Advice for Persons Who Pay Full FEHB Premiums
The FEHB program also provides coverage for former spouses, former employees, children turning age 26, and others. In each of these cases, the covered enrollee must pay the full premium without government contribution. This often results, nonetheless, in a better price than is available for non-group insurance purchased individually, which is the only other insurance available to some. In most cases, however, a marketplace exchange option is worth considering and for those eligible for premium tax subsidies is often a better buy.
Persons eligible for continuing coverage for as long as needed include:
- Those former spouses who have a qualifying court order and meet other conditions. They may enroll in any plan on the same basis as employees and annuitants, except for premiums.
- Temporary employees who have worked for one full year also may enroll on the same basis as employees, except for premium cost. (Such employees should switch to permanent employment if at all possible, to reduce premium costs by three-fourths.)
Time-limited coverage is also available for several categories of persons. They pay a small surcharge—two percent of the premium—and are eligible only for a limited time:
- Employees separating from Federal service for any reason may continue their coverage for 18 months.
- Children reaching age 26 are, unless severely handicapped, no longer eligible for coverage under their parents' family plan. They may obtain coverage in their own name for 36 months.
- Former spouses without a qualifying court order also may enroll for 36 months.
For all purposes except premium contribution, tax shelter, and time limit, a temporary enrollee is treated like a regular enrollee. For example, there is no disqualification for preexisting conditions.
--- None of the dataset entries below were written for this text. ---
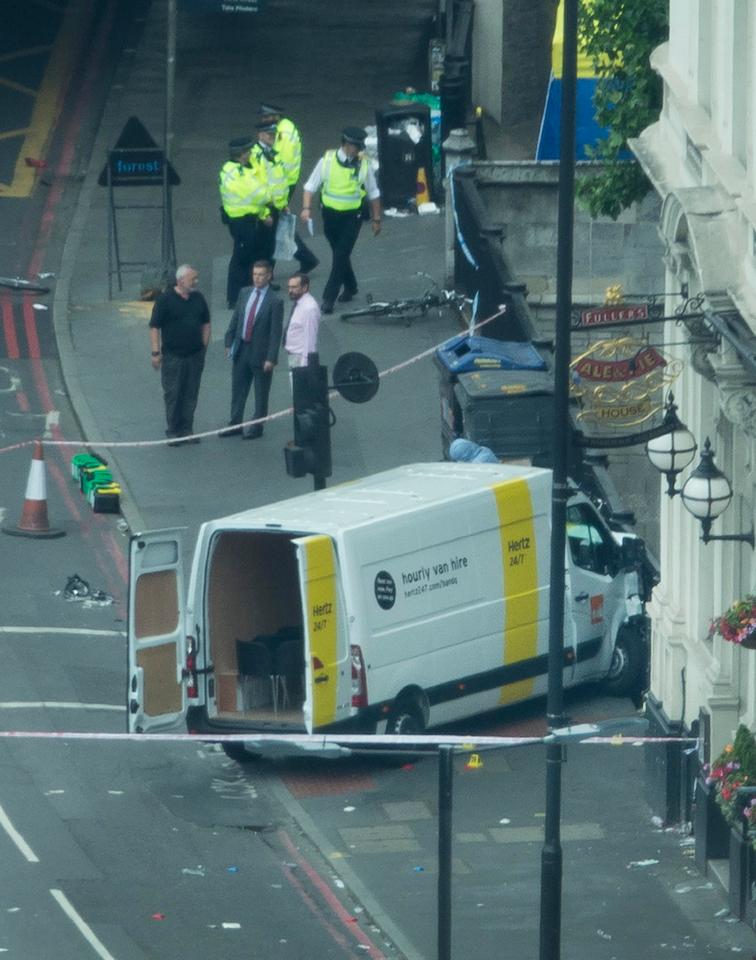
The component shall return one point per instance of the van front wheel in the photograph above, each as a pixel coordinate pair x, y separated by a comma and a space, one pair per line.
628, 666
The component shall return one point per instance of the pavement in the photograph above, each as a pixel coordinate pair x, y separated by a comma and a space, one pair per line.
104, 350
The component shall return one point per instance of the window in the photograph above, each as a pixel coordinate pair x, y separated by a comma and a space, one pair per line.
590, 545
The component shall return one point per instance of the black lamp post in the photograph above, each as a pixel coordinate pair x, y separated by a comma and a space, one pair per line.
551, 854
707, 492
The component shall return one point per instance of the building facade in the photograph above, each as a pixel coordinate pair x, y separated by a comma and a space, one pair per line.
701, 158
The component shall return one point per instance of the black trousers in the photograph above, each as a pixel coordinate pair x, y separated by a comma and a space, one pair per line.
243, 375
304, 255
181, 377
244, 231
266, 239
341, 227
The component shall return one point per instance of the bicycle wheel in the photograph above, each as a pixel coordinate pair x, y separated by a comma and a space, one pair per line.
376, 309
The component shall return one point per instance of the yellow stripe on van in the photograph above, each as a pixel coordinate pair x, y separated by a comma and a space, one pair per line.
322, 627
519, 558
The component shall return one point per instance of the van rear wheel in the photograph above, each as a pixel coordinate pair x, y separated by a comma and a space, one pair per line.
628, 667
235, 751
405, 723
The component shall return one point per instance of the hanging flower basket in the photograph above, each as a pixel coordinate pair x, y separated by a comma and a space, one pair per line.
735, 767
738, 623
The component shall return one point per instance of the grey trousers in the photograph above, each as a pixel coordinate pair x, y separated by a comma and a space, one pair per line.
181, 377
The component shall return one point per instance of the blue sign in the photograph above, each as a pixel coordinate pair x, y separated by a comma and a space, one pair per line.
223, 6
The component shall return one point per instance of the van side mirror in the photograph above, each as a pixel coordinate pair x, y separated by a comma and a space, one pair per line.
632, 552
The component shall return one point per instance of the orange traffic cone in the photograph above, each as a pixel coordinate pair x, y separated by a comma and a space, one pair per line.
34, 522
422, 194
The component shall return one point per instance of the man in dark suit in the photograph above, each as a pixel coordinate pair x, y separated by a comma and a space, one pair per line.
252, 341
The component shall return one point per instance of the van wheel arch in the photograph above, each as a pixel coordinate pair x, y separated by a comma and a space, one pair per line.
409, 713
627, 672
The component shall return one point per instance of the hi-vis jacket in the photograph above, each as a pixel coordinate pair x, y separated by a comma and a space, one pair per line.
271, 172
243, 191
288, 146
343, 187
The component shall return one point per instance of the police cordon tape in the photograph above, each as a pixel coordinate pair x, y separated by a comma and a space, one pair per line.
580, 734
221, 431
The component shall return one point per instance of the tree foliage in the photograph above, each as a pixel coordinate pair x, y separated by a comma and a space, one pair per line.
619, 35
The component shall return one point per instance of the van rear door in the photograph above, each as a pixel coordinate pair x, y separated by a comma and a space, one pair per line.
328, 678
156, 694
594, 586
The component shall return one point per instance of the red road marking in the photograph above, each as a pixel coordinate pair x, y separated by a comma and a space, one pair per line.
47, 221
321, 786
30, 326
11, 341
330, 898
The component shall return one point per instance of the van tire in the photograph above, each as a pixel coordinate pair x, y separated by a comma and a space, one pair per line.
405, 722
628, 667
236, 751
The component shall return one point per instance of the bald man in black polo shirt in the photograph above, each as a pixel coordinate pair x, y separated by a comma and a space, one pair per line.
179, 335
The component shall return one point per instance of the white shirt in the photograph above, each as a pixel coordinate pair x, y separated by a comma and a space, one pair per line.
252, 299
302, 332
315, 180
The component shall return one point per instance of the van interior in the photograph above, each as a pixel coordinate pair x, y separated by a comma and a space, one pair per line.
255, 628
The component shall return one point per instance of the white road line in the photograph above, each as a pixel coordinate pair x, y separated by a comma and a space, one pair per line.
84, 929
65, 630
15, 836
56, 705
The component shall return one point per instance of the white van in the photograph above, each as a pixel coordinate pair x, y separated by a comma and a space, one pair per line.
394, 603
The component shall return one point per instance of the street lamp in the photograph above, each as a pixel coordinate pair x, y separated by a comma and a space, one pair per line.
707, 492
673, 450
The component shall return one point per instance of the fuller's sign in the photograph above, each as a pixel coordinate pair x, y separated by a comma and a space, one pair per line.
619, 371
618, 385
617, 315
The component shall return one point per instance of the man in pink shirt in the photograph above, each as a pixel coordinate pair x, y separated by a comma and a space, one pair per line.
302, 331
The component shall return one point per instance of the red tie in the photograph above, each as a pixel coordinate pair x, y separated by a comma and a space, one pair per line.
250, 322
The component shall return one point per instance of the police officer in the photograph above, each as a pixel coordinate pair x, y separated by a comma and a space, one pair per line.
243, 208
288, 147
269, 170
348, 194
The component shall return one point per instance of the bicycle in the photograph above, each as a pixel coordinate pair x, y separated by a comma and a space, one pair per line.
413, 308
17, 283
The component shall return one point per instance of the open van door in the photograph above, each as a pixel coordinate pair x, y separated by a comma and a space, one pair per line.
157, 693
328, 678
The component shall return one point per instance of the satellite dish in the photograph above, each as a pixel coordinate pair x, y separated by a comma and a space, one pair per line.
355, 376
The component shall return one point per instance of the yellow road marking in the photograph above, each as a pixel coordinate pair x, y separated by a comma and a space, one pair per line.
49, 98
26, 52
8, 134
18, 87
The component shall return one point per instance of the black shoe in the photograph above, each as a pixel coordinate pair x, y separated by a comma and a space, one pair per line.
306, 264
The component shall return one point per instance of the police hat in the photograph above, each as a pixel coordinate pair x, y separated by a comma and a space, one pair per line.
239, 145
268, 110
355, 135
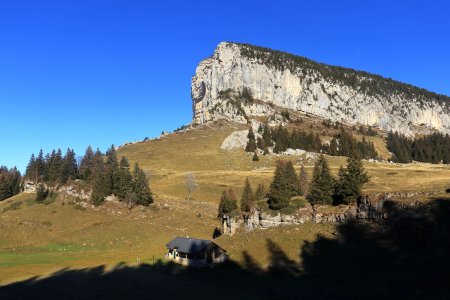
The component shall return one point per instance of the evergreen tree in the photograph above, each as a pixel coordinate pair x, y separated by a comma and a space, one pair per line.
251, 144
267, 136
284, 185
261, 192
41, 193
303, 181
87, 164
123, 184
260, 143
255, 157
227, 203
112, 171
322, 185
351, 180
141, 187
54, 166
69, 168
31, 172
248, 198
10, 182
40, 167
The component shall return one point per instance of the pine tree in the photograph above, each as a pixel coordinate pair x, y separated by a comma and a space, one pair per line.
40, 168
112, 170
261, 192
53, 175
351, 180
123, 184
41, 193
248, 198
31, 172
251, 144
267, 136
87, 164
255, 157
227, 203
284, 185
69, 168
141, 187
303, 181
322, 185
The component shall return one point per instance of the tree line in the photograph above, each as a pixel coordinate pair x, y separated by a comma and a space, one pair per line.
281, 139
433, 148
367, 83
104, 174
10, 182
286, 185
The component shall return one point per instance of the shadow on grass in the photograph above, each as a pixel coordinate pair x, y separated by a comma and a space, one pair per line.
406, 257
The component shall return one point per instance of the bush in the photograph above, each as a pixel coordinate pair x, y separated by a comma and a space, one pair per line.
298, 201
289, 210
79, 207
50, 198
41, 193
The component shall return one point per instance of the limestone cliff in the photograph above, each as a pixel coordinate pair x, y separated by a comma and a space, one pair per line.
241, 81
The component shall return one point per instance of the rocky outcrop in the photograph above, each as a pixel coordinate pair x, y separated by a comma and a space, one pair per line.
378, 208
242, 81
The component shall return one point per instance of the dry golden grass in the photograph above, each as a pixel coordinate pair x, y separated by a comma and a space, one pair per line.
198, 151
37, 239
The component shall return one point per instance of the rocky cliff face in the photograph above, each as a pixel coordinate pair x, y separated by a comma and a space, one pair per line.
242, 81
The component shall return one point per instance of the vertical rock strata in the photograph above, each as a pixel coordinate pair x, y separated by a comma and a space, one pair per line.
242, 81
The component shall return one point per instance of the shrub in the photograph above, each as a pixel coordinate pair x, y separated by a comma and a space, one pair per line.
289, 210
298, 201
41, 193
79, 207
There is a 60-day time limit for applying after the qualifying event, but once enrolled a person may switch plans in the next Open Season just like any employee or annuitant. At the end of the temporary period, these persons may switch to a "conversion" plan that is not part of the FEHB program and is sold at individual rather than group rates. However, the costs and coverages of these conversion plans are generally far worse than one can get by shopping on the private market. Some young adults will not have a parent with a family plan or will become ineligible for family coverage upon reaching age 26. You can usually (but not always) get better deals from marketplace exchange plans than you would from paying full premiums for the regular FEHB plans but must pay careful attention because bronze and silver plans have much higher deductibles and cost-sharing features than FEHB plans.
For persons who pay full premiums, we compare plans based on paying both the government and employee share. Although some of these persons must pay a two percent surcharge, we have omitted this factor to avoid the need for extra tables. Under any of the less-costly plans, the surcharge would be under $100 per year for singles and $200 per year for families. These tables do not include premium tax savings because persons who are not current employees are not eligible for this benefit.